About 50 girls undergoing training in various male dominated skills in the Volta Region have received start-up kits under the ‘Better Life for Girls’ programme.

The beneficiaries, aged between 15 and 19 years, who are out of school and less likely to go back, are being trained in skills like fabrication and glazing, carpentry, masonry, tiling, auto spraying, general electrical, painting and decoration and welding.

They each received a bag containing equipment for their specified area of training to support the learning of the skill.

UNICEF Ghana, with support from KOICA, is implementing the ‘Better Life for Girls’ programme launched in 2017, in 16 districts in the Northern, Volta and Oti regions through its NGO partners and government.

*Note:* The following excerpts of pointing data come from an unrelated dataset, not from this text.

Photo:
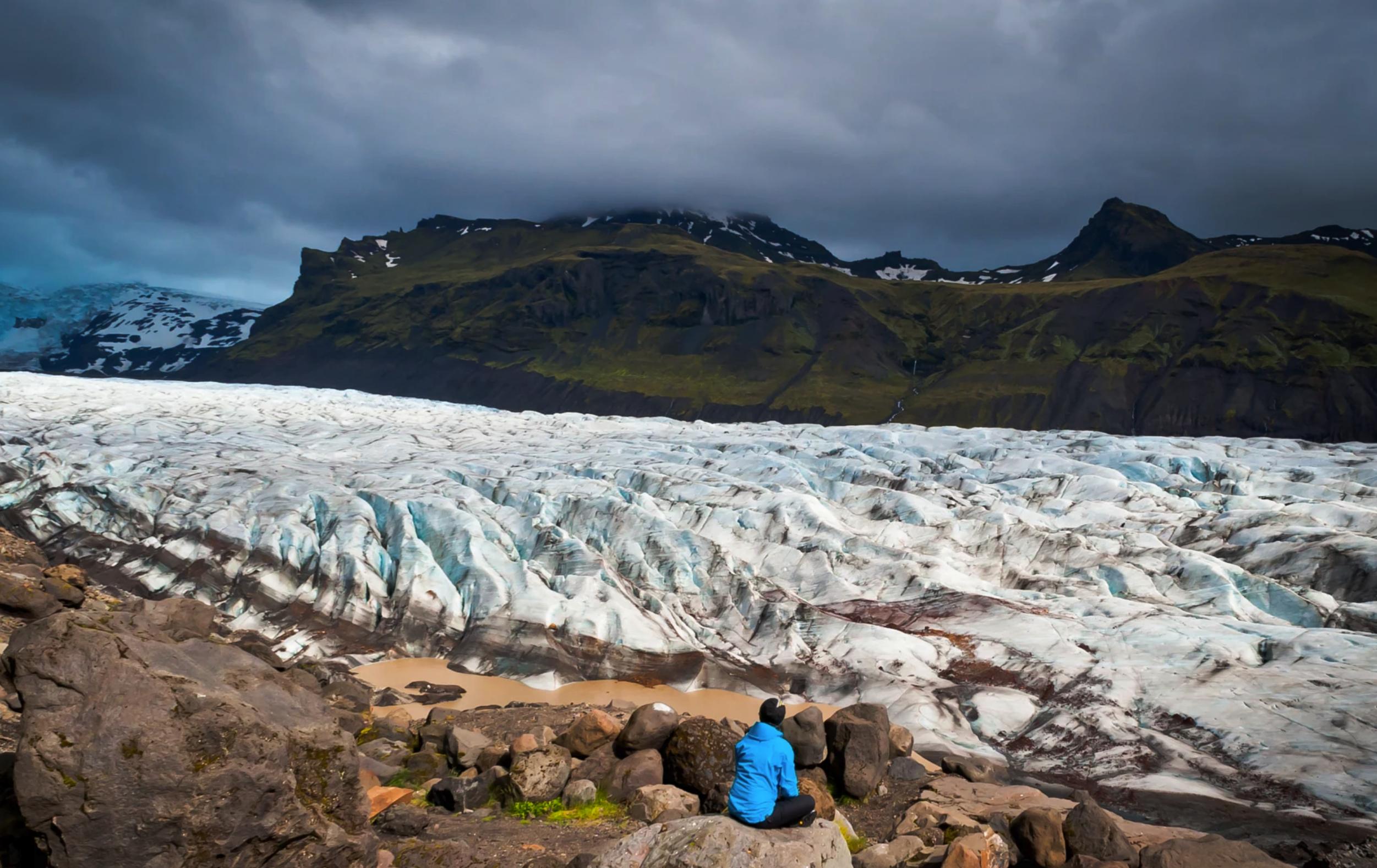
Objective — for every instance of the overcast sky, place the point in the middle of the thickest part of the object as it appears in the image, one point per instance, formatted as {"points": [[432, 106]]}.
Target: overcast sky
{"points": [[201, 144]]}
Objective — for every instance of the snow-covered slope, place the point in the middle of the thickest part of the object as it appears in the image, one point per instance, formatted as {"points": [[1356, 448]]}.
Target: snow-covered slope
{"points": [[116, 328], [1151, 614]]}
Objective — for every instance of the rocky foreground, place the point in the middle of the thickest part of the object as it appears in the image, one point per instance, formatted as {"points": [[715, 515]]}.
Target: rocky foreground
{"points": [[1181, 627], [150, 735]]}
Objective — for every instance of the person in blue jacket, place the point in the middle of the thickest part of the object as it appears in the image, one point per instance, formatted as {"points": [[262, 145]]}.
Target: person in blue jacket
{"points": [[766, 790]]}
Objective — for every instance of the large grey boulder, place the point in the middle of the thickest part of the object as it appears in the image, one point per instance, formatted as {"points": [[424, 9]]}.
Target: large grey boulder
{"points": [[590, 732], [463, 746], [1090, 830], [1037, 833], [466, 793], [634, 772], [144, 743], [540, 775], [858, 748], [648, 728], [806, 734], [1210, 850], [701, 757], [722, 842]]}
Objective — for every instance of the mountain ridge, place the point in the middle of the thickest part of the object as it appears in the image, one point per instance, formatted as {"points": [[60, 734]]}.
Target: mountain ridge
{"points": [[641, 318]]}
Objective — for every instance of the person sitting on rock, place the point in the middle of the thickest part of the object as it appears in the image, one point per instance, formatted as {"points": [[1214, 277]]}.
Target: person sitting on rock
{"points": [[766, 790]]}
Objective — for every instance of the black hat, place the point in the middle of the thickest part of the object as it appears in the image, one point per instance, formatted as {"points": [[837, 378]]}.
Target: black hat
{"points": [[772, 712]]}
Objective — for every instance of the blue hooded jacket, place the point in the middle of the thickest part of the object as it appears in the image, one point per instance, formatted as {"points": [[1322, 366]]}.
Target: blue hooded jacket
{"points": [[764, 773]]}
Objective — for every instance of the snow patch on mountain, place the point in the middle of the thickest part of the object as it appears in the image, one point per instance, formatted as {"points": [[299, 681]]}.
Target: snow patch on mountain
{"points": [[116, 328], [1128, 610]]}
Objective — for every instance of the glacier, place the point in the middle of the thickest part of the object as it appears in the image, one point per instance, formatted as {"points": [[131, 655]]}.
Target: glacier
{"points": [[1157, 616]]}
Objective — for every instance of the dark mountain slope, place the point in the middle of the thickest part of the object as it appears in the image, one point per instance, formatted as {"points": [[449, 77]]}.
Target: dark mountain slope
{"points": [[1123, 240], [641, 318]]}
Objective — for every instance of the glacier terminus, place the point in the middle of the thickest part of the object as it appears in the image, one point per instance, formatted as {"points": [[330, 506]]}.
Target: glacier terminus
{"points": [[1172, 618]]}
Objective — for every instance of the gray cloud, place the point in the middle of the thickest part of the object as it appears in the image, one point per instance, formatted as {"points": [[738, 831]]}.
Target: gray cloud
{"points": [[200, 144]]}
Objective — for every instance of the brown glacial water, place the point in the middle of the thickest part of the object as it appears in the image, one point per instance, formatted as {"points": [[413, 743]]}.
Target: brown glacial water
{"points": [[498, 691]]}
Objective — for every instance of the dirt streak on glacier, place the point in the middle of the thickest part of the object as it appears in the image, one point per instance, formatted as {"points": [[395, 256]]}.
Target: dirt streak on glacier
{"points": [[1149, 614]]}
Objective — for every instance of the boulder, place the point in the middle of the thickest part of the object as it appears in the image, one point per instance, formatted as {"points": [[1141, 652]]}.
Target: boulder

The programme is aimed at systematically empowering adolescents with a particular focus on girls. It also seeks to address the challenges confronting adolescent girls and provide better alternatives for the most vulnerable and marginalized.

In the Volta Region, the program is being implemented by Savanna Signatures in the South Tongu, Central Tongu, North Tongu, Akatsi North, Akatsi South, Ketu South and Adaklu districts.

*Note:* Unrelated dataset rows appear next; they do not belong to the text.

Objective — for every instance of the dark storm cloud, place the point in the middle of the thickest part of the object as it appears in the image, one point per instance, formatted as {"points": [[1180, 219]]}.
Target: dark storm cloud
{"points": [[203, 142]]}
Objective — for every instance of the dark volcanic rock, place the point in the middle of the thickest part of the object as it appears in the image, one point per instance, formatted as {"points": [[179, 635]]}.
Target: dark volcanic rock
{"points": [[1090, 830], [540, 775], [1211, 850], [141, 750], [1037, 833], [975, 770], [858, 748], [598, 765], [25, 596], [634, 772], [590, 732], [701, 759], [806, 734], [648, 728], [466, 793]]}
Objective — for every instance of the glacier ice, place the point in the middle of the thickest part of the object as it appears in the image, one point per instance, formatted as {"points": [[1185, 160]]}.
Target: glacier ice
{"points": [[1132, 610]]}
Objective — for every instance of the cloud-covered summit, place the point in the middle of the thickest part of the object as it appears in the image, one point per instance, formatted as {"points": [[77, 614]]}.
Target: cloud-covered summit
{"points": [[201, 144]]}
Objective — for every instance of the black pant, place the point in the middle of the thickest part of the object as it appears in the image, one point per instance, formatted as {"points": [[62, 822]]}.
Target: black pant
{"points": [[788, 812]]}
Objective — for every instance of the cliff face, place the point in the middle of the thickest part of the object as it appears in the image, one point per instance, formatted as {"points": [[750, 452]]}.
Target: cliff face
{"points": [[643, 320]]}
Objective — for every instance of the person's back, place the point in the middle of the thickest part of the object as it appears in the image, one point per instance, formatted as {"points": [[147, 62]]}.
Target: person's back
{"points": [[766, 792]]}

At a brief ceremony to hand over the start-up kits to the beneficiaries in Sogakofe, communications officer, UNICEF, Antoinette Gyan, congratulated the girls for their courage to undergo training in various male dominated skills to improve their lives.

She said through the programme, adolescent girls who could have missed out on the opportunity to get some skills to earn an income to support themselves now have a chance to better their lives.

“UNICEF will continue to provide technical and financial support to the government to lead and coordinate such efforts across the country,” she added.

Country Director, KOICA Ghana Office, Moo Heon Kong, in a statement read on his behalf said the funding support reaffirms its commitment to the development of the education and health sectors.

He said there were scores of vulnerable girls in many deprives communities without employable skills, education or vocational training who need to secure income-earning opportunities and employment.

“It, therefore, remains KOICA’s strategic cause and objective to support the government especially at this crucial time, where the economic ramifications from the Covid-19 pandemic are yet to be fully determined,” he said.

Executive Director of Savanna Signatures, John Stephen Agbenyo, said the economic transformation of every country must be built on vocational training, adding “the tools given the beneficiaries would empower them to achieve this transformation.”

Volta Regional Director of the Department of Social Welfare, Stella Agbezuhlor Mawutor, commended the beneficiaries for their boldness to venture into male dominated skills and pledged to assist three of them financially to achieve their dreams.

A beneficiary training in general electrical from the Akatsi North, Bernice Azameti, was full of praise for the organizers saying they were determined to overcome the challenges associated with females engaging in a male dominated activities to excel in their vocation.